Plutôt que nous demander comment aider l’Afrique, nous ferions mieux de regarder ce qu’elle peut nous apporter sur le plan des valeurs. C’est le constat rafraîchissant de la journaliste Anne-Cécile Robert.

Anne-Cécile Robert, L’Afrique au secours de l’Occident, les éditions de l’Atelier, 160 p., 16 euros.

"Le plus grand bien que l’Afrique peut apporter à notre commune humanité dans l’angoisse est son grand retard, celui-là même qui manque à l’Occident industriel pour devenir humain". Cette jolie phrase du politologue africain Boubou Hama résume le parti pris du dernier ouvrage d’Anne-Cécile Robert, journaliste au Monde diplomatique et enseignante à Paris-VIII. Car, après tout, depuis tant années que nous nous interrogeons sur la manière d’aider le continent noir, il ne nous est pas venu à l’idée que lui pouvait nous aider.

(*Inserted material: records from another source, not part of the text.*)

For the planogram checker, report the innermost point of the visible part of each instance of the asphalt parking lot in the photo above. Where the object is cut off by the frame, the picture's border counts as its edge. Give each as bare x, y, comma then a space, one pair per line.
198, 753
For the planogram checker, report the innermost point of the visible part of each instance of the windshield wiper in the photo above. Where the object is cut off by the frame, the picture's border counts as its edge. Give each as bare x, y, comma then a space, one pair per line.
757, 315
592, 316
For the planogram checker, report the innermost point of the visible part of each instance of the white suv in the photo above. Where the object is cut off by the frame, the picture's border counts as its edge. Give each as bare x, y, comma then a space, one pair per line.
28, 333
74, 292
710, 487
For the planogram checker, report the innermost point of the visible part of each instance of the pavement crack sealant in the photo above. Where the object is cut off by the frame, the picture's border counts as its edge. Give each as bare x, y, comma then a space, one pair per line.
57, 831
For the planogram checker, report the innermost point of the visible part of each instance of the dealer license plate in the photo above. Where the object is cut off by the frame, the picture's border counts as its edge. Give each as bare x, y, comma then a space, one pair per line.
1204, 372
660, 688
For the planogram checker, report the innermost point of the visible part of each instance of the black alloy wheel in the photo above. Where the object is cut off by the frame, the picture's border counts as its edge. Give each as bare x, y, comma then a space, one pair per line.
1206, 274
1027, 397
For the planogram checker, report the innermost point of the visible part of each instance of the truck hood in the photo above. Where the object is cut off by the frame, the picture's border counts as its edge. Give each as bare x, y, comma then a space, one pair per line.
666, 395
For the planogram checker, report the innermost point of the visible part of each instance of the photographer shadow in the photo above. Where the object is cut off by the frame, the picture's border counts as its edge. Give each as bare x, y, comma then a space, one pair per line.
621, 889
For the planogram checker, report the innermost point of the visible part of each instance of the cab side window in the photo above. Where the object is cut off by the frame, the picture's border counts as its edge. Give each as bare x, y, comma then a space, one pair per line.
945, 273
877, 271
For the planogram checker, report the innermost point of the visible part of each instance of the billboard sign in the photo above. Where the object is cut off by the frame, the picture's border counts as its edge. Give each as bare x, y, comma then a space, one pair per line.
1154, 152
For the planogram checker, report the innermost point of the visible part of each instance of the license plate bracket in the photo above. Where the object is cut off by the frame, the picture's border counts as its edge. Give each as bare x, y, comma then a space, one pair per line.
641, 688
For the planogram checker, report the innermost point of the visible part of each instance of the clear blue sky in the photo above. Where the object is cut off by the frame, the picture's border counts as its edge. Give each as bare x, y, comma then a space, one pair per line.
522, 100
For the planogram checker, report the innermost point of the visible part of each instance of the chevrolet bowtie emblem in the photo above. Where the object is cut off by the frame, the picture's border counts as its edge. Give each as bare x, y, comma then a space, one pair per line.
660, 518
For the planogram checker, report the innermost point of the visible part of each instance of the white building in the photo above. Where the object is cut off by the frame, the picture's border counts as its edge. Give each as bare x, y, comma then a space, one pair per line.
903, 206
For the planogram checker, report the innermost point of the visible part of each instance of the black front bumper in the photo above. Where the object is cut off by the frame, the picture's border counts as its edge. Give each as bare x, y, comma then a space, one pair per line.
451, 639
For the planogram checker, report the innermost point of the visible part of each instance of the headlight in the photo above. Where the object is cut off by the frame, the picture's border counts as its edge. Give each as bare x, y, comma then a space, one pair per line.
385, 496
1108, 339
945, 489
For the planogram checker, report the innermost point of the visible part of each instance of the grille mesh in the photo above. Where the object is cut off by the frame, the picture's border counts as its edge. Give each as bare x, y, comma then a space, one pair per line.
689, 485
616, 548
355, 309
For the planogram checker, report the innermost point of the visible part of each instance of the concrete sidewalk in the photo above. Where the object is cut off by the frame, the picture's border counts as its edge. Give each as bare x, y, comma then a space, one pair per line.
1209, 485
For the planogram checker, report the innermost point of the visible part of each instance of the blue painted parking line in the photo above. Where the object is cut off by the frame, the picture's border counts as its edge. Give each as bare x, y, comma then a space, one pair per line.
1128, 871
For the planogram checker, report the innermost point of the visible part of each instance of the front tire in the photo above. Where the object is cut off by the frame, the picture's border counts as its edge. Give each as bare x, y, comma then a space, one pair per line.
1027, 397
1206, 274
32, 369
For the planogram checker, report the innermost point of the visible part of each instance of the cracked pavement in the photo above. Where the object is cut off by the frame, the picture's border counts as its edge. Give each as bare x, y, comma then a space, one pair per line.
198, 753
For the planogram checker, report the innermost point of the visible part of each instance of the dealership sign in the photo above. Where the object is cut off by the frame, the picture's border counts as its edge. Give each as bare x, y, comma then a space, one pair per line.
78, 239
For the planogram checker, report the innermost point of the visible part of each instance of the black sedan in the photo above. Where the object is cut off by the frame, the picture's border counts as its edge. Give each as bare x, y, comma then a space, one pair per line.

Le masque de l’impérialisme ?

Les mieux-intentionnés d’entre-nous tombent d’accord pour considérer l’Afrique cruellement en retard dans son développement économique et humain. Le point de vue d’Anne-Cécile Robert est autre : et si ce que nous appelons "retard" n’était rien d’autre qu’une forme de résistance au modèle occidental ? Et si notre "aide au développement" n’était qu’un masque posé sur le visage de l’impérialisme ? Elle va même plus loin : "Les valeurs qui traversent le continent noir pourraient être le levier d’une remise en cause de la mondialisation libérale". Le modèle africain pourrait - devrait - nous aider à prendre conscience de notre propre "retard" civilisationnel.

Regard sans concession

Ce point de vue, pour n’être pas très nouveau - bien des mouvements "tiers-mondistes" des années 60 le partageaient - a quelque chose de rafraîchissant. Notamment quand l’auteur explique comment la notion africaine du temps, les valeurs de solidarité et le respect spontané de la nature pourraient apporter des remèdes à notre société malade de stress et d’accumulation matérielle. On lui sait gré, en plus, d’éviter d’enjoliver sottement une Afrique par ailleurs violente, étouffante pour l’individu et peu soucieuse de l’émancipation féminine.

Imprécations

On regrette seulement que la journaliste perde deux chapitres à détailler les ravages de l’ultra-libéralisme sur les nations africaines. Non que nous doutions de leur existence. Mais sa démonstration repose sur des imprécations, plus que sur des faits. Et à embrasser trop de sujets, elle nous frustre de ce qui est passionnant dans son livre. On aimerait tant en savoir plus sur la pensée des intellectuels et économistes africains, qu’hélas elle ne fait qu’effleurer.